As previously noted, the Southern Pacific was the last of the three “overland” railroads to actually use the name Overland Limited, as Union Pacific and Chicago & North Western began using the name no later than 1895 while SP did not until 1899. So it is somewhat ironic that SP was the last of the three railroads to promote the train and cling to the name.
Southern Pacific loved to advertise using photos of its trains crossing the Great Salt Lake. This postcard from the 1930s does not mention the Overland Limited, but the name on the rear drumhead is clear. Click image to download a PDF of this postcard.
As noted yesterday, the North Western stopped running the Overland Limited in 1955, leaving it an Omaha-San Francisco train. Union Pacific dropped the train in 1960, leaving it an Espee-only train until that railroad finally dropped it in 1962.

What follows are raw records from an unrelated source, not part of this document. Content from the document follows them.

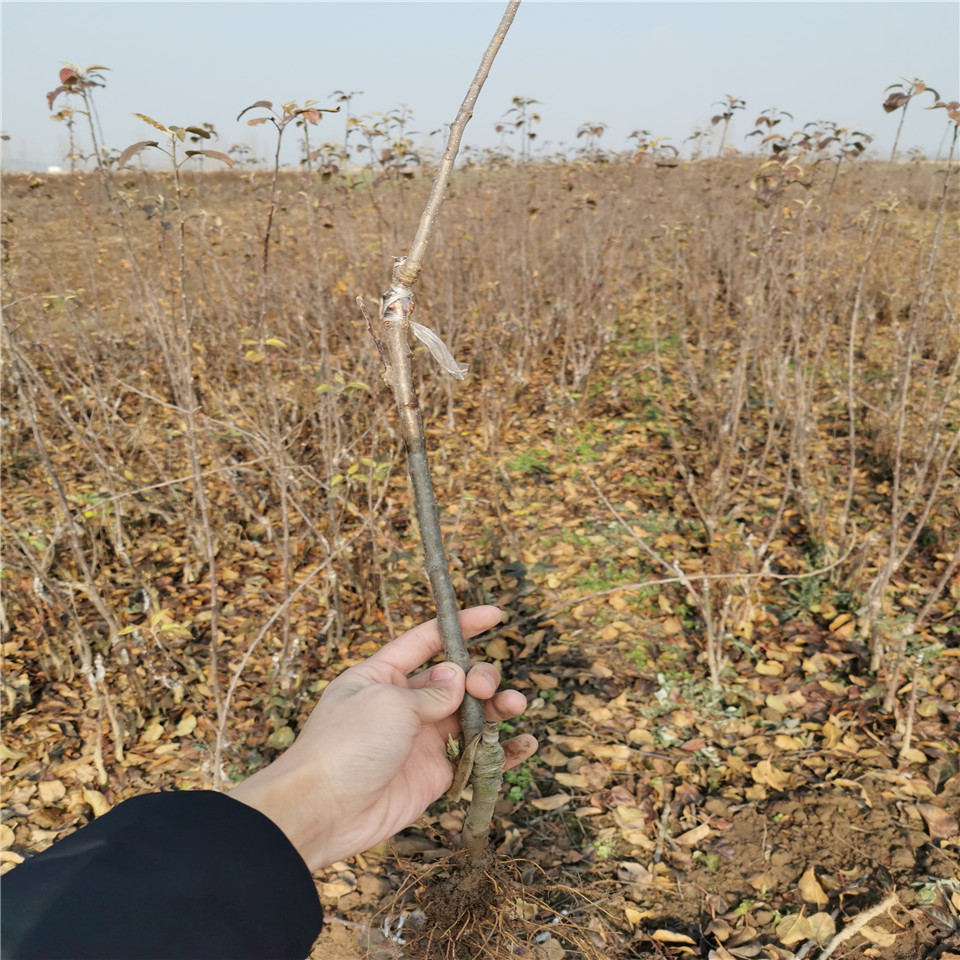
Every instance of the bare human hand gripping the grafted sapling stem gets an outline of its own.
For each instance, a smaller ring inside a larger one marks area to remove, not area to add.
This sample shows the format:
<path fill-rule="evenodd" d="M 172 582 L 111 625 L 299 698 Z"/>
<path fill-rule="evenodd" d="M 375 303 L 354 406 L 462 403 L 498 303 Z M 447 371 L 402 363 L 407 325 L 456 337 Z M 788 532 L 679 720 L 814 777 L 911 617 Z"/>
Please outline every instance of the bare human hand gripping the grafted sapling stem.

Even though the streamlined City of San Francisco was the route’s premiere train, that train did not run daily until late 1947. So the above 1946 ad for three daily heavyweight trains–the Golden State Limited, Overland Limited, and Sunset Limited–made sense for SP. At the time the ad was run, SP had probably already ordered streamlined equipment for the other two trains, but the Overland Limited would never be fully streamlined.
The above ad from the May, 1953 issue of National Geographic is a little more surprising as by this time the Overland was far from the first-class train it once was. The ad describes the train as the “fastest, non extra fare streamliner between Chicago and San Francisco,” meaning it was faster than the California Zephyr and didn’t charge the extra fare required to ride the City of San Francisco. However, it still wasn’t really a streamliner, as a typical consist in 1946 combined streamlined coaches and sleepers with heavyweight diners, lounges, and sleepers.
By 1955, the consist of at least some Overlands were fully streamlined, and sometimes even included one of Southern Pacific’s dome cars. But the above 1955 photo shows at least two heavyweight cars in the train; one appears to be a coach and the other a sleeping car or possibly a diner.
In 1960, when the above photo was taken, about half the train was baggage and express cars, meaning SP was mainly using it to move mail and other express freight. The rear cars are obscure, but they are likely streamlined coaches and possibly a streamlined sleeping car.